Prescribed CMIP6 historical values of atmospheric composition and/or emissions (and other conditions including volcanic aerosols). Future forcing as the SSP2-4.5 scenario.

Does SSP2-4.5 provide ozone forcing? If so, the switch to 2014 forcing for CAFE-f6 forecasts initialised after 2004 goes against DCPP requests. If not, it’s not clear what the DCPP expects one to do for future ozone.

CAFE-f6 raditive gas forcings are based on CMIP 3 and 5 and transition from observations to scenarios in 2006.

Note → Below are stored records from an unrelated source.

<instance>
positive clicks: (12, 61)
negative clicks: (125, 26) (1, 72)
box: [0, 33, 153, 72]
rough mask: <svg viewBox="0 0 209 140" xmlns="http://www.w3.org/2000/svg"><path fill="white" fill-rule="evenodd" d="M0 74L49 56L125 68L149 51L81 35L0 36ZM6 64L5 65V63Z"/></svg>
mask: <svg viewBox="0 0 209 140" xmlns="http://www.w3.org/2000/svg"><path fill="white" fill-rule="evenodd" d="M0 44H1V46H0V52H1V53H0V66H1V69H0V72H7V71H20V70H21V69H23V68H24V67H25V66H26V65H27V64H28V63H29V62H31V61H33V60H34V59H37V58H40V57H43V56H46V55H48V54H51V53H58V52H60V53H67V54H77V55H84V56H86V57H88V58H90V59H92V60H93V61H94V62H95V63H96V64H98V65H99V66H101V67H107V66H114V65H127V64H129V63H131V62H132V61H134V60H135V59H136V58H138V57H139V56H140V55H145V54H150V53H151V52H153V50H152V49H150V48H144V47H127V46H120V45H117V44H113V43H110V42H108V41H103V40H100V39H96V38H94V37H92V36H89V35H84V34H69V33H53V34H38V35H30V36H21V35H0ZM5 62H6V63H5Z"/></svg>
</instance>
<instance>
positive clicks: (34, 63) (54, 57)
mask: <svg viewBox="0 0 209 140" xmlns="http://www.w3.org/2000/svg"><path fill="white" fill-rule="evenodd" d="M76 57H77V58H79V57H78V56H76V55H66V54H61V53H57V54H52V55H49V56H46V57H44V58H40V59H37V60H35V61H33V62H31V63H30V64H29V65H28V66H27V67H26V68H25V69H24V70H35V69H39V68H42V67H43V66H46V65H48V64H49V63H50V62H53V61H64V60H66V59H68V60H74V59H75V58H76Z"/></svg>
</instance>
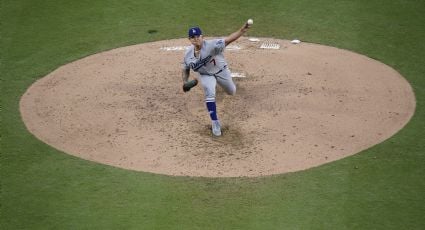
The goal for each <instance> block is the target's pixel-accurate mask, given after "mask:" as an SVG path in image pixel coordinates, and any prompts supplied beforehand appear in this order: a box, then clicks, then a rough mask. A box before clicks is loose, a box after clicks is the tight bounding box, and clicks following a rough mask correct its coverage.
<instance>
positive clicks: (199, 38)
mask: <svg viewBox="0 0 425 230" xmlns="http://www.w3.org/2000/svg"><path fill="white" fill-rule="evenodd" d="M202 40H203V39H202V35H199V36H192V37H189V41H190V43H192V45H194V46H197V47H200V46H201V45H202Z"/></svg>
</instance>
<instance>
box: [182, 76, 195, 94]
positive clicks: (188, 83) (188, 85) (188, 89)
mask: <svg viewBox="0 0 425 230" xmlns="http://www.w3.org/2000/svg"><path fill="white" fill-rule="evenodd" d="M197 84H198V80H196V79H195V80H192V81H188V82H186V83H184V84H183V92H185V93H186V92H188V91H189V90H190V89H191V88H193V87H195V86H196V85H197Z"/></svg>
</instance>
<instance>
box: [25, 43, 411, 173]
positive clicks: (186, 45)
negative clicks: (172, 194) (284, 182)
mask: <svg viewBox="0 0 425 230" xmlns="http://www.w3.org/2000/svg"><path fill="white" fill-rule="evenodd" d="M187 45H189V42H188V40H187V39H176V40H168V41H159V42H153V43H145V44H140V45H134V46H129V47H123V48H118V49H114V50H110V51H106V52H102V53H99V54H95V55H92V56H89V57H86V58H83V59H80V60H77V61H75V62H72V63H69V64H67V65H64V66H61V67H59V68H58V69H56V70H55V71H53V72H52V73H50V74H48V75H47V76H45V77H43V78H41V79H40V80H38V81H36V82H35V83H34V84H33V85H32V86H31V87H30V88H29V89H28V90H27V92H26V93H25V94H24V95H23V96H22V98H21V102H20V109H21V115H22V118H23V121H24V122H25V124H26V126H27V128H28V130H29V131H30V132H31V133H33V134H34V135H35V136H36V137H37V138H39V139H40V140H41V141H43V142H45V143H47V144H49V145H51V146H53V147H54V148H56V149H59V150H61V151H63V152H65V153H68V154H71V155H74V156H77V157H80V158H83V159H87V160H90V161H96V162H100V163H103V164H107V165H112V166H116V167H121V168H125V169H131V170H137V171H145V172H152V173H159V174H167V175H178V176H203V177H240V176H247V177H254V176H262V175H271V174H280V173H286V172H293V171H298V170H304V169H307V168H310V167H314V166H318V165H321V164H324V163H328V162H332V161H335V160H338V159H341V158H344V157H347V156H350V155H353V154H355V153H358V152H360V151H362V150H364V149H367V148H369V147H371V146H373V145H376V144H377V143H380V142H382V141H383V140H385V139H387V138H389V137H390V136H392V135H394V134H395V133H396V132H397V131H398V130H400V129H401V128H402V127H403V126H404V125H405V124H406V123H407V122H408V121H409V119H410V118H411V116H412V115H413V113H414V110H415V98H414V94H413V92H412V89H411V87H410V85H409V84H408V82H407V81H406V80H405V79H404V78H403V77H402V76H400V74H399V73H398V72H396V71H395V70H393V69H392V68H390V67H389V66H386V65H384V64H382V63H380V62H378V61H376V60H373V59H370V58H368V57H366V56H363V55H359V54H356V53H353V52H350V51H347V50H342V49H337V48H332V47H327V46H323V45H317V44H310V43H300V44H291V43H290V42H289V41H286V40H278V39H269V38H260V41H256V42H255V41H250V40H248V38H246V37H243V38H240V39H239V40H238V41H236V42H234V43H232V44H231V46H229V47H228V48H227V49H226V51H225V56H226V58H227V60H228V63H229V68H230V70H231V71H232V72H233V73H235V76H236V77H235V78H234V81H235V83H236V85H237V93H236V95H235V96H228V95H225V93H224V92H223V91H222V90H221V89H220V88H219V87H218V90H217V108H218V115H219V118H220V120H221V123H222V124H223V136H221V137H219V138H215V137H212V135H211V131H210V126H211V125H210V119H209V116H208V113H207V111H206V108H205V104H204V100H203V91H202V89H201V87H200V86H197V87H195V88H193V89H192V90H191V91H190V92H188V93H183V91H182V81H181V62H182V60H183V53H184V47H185V46H187ZM260 47H263V48H260ZM194 76H195V77H197V75H196V73H193V72H192V73H191V78H192V79H193V77H194Z"/></svg>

How is this inconsistent with CMIP5?#

The CMIP5 docs (https://pcmdi.llnl.gov/mips/cmip5/docs/Taylor_CMIP5_design.pdf) request that historical forcings are based as far as possible on observations and cover the period 1850–2005: > - All forcings should be included as observed values for past dates, with prescribed concentrations of well-mixed GHGs. The details should be the same as used in the CMIP5 historical (20th century) runs (see Table 3), with the same flexibility on the treatment of ozone and aerosol and the same specified observational datasets. Note that with the exception of experiment 1.3, aerosols from observed volcanic eruptions should be included in all of the simulations.

where Table 3 gives:

for CMIP5 historical (1850 - at least 2005), impose changing conditions (consistent with observations), which may include atmospheric composition (including CO2), due to both anthropogenic and volcanic influences; solar forcing; emissions or concentrations of short-lived species and natural and anthropogenic aerosols or their precursors; land use)

Also:

  • For future dates, the RCP4.5 scenario should be used if possible. Specification of reactive species and aerosols will follow those used in the long-term projection runs (see Table 4). With the exception of experiment 1.4, assume that there are no volcanic eruptions in the future (i.e., after year 2009).

  • Note the treatment of volcanic aerosol: observed values should be used for past dates, as per CMIP5, but values to be used after 2005 should be specified based on the assumption of no further volcanic eruptions. The model runs are thus configured to predict what will happen to climate, relative to the observed past, if no major eruptions take place, which is a possible outcome for a thirty year period.

But as above, in CAFE-f6

  • Aerosol climatology data is replicated from the 2000s onwards,

  • Volcanic forcing data is replicated from 1999-12 onwards,

  • Solar forcing doesn’t change

which don’t appear to be consistent with CMIP5 DCCP specifications either (although the specifications are less clearn for CMIP5 than CMIP6).